Suboxone treatment agreements should require the cessation and tapering off all addictive substances. Opioid dependence untreated carries risk of an overdose death. I believe sound practice is stopping addictive substances in patients with addictive disorders - this means stimulants, benzos, and GABA sleep agents (ambien/lunesta/sonata).
As was mentioned, there is real and hard data showing some medications can help patients get off of illicit substances that are potential substances of abuse. ADHD left untreated could make problems worse.
Heck, Suboxone is an opioid. You want them off of all addictive substances, if your comments are taken literally, take them off the Suboxone.
That said, where is the exact hard-line differs among clinicians, and I'll completely admit has changed compared to the first year I was prescribing this medication. The evidenced-based medicine only teaches us so much. We're going to get cases that don't cleanly fit in the studies. My own opinions on how to administer treatment have changed over the years I've prescribed this medication.
If a clinican had a completely hardline with no other substances no matter what, I wouldn't think they were doing bad practice. I'd disagree, but it'd be a respectful disagreement. Some patient IMHO respond better to doctors putting the rules out in such a manner.
Personally, I allow for stimulants if taken legally, with psychological testing backing they have ADHD with a trial of a nonstimulant first.
As for the Suboxone-only treatment, refer out for everything else, this is something that has never been legally challenged, but it defeats the purpose of being a physician. If you believe treatment should only be one-disorder specific (edit: with only one specific medication given, nothing else), you could have technicians with a few weeks of training give out Suboxone. Methadone clinics IMHO are an exception because they are designed to not have doctors see the patients daily, and yes, they have techs or nurses dispense the medication.

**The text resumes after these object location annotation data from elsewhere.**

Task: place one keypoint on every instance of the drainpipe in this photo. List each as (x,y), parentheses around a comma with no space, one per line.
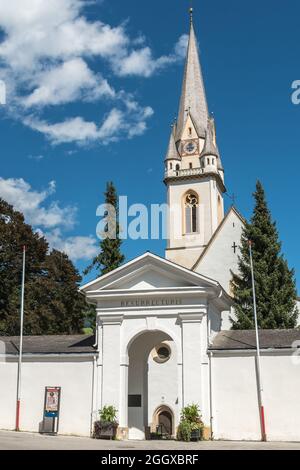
(211,396)
(94,382)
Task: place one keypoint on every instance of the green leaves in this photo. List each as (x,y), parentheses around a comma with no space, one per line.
(110,256)
(53,304)
(274,281)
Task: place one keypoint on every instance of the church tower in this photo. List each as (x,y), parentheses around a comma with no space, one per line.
(194,174)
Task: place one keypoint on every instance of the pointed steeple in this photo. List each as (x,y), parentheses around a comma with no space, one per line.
(172,153)
(193,99)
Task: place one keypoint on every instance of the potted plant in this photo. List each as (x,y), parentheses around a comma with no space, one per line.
(106,427)
(191,426)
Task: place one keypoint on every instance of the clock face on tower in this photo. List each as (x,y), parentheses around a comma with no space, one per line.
(190,147)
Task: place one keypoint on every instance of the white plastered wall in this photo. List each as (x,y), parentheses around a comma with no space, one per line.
(235,400)
(74,376)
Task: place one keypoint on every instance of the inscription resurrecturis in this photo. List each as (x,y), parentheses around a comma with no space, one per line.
(150,302)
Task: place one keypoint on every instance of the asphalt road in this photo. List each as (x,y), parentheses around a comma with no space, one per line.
(26,441)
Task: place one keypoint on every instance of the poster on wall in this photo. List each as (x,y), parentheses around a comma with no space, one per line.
(52,402)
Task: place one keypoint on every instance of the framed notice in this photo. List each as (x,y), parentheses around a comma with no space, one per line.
(52,402)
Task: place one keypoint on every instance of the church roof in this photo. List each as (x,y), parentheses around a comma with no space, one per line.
(50,344)
(216,234)
(172,153)
(210,149)
(193,97)
(245,339)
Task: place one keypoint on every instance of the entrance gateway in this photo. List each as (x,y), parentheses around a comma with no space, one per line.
(153,358)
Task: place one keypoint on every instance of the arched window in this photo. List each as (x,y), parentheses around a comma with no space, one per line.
(191,203)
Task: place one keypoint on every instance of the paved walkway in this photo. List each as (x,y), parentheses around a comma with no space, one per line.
(27,441)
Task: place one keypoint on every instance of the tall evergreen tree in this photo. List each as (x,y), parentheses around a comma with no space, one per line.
(274,281)
(110,256)
(53,304)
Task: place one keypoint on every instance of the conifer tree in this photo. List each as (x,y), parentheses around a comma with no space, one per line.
(53,304)
(110,256)
(274,281)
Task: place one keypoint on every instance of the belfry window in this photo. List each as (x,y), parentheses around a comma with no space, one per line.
(191,204)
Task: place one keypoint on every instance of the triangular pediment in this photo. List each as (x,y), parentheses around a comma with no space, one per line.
(148,272)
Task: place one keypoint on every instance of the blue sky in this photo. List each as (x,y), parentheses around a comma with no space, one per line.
(92,100)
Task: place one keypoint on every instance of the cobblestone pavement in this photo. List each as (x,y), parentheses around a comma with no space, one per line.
(27,441)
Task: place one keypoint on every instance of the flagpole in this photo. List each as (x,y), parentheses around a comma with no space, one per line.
(21,344)
(259,381)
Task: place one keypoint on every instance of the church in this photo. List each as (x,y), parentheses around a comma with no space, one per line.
(163,338)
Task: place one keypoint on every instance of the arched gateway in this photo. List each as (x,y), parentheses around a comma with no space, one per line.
(154,319)
(152,382)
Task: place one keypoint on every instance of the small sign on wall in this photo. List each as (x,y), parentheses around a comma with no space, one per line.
(51,409)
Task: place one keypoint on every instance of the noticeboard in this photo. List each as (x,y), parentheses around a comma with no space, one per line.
(52,402)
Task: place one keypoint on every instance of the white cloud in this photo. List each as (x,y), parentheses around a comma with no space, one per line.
(20,194)
(45,59)
(141,61)
(115,126)
(77,247)
(68,82)
(50,219)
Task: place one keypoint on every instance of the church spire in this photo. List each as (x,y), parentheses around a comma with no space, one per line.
(193,99)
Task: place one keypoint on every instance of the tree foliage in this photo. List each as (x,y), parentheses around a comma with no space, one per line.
(274,281)
(110,256)
(53,304)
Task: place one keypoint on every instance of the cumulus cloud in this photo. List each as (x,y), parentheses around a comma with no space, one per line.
(68,82)
(46,57)
(48,219)
(82,132)
(30,202)
(77,247)
(141,62)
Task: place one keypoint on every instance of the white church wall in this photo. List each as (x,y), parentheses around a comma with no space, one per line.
(235,401)
(163,384)
(220,258)
(75,376)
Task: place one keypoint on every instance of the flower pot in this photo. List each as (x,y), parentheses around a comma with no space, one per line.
(196,435)
(105,430)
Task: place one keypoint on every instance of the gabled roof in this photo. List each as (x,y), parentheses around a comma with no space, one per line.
(172,153)
(193,97)
(245,339)
(146,262)
(210,148)
(232,209)
(50,344)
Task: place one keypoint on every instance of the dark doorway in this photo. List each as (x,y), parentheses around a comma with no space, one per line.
(165,422)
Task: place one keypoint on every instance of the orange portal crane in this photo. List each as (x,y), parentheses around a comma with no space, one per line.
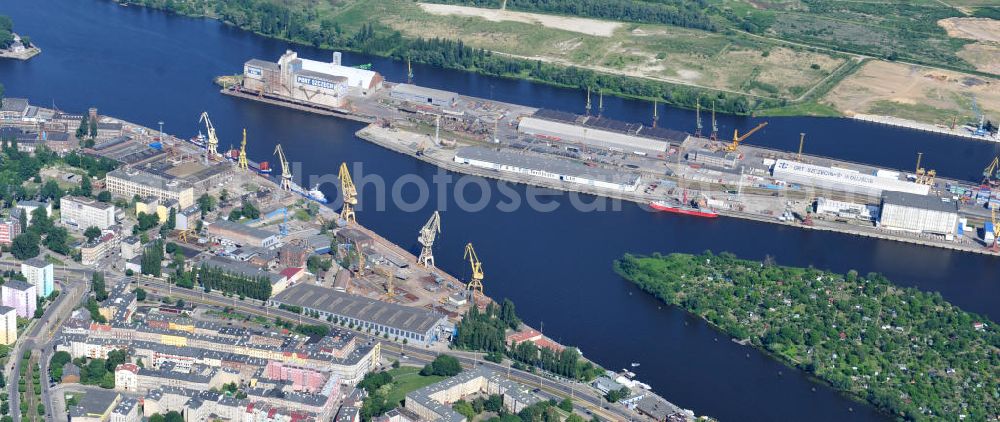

The argument of "we warned you ahead of time that I'm not really treating you as a patient, I'm treating the disorder, so it's alright." Again, never been challenged formally specifically with Suboxone, but I don't agree with that, and I can tell you this. Legally, if you have a doctor patient relationship, well guess what?
You got a doctor patient relationship. You have a fiduciary responsiblity to the patient.
Similar issues have been debated within the APA and AAPL in regards to what constitutes a doctor patient relationship (cause forensic psychiatrists, doing an evaluation for the court is not considered creating a doctor/patient relationship). I'd bet 100% of any doctors on an ethics panel would consider Suboxone treatment as creating a D-P relationship. Cutting yourself off doing what a doctor is supposed to do for a patient, if you specialize in the area where they need help, sounds unethical to me, and is not compatible with a D-P relationship.
Suboxone patients I've had with non-opioid psychiatric problems, I have treated, and offered they go to another doctor only if they needed to be seen more than monthly and we didn't accept their insurance because I wanted them to save money. If they wanted me to treat it all by myself, I would have.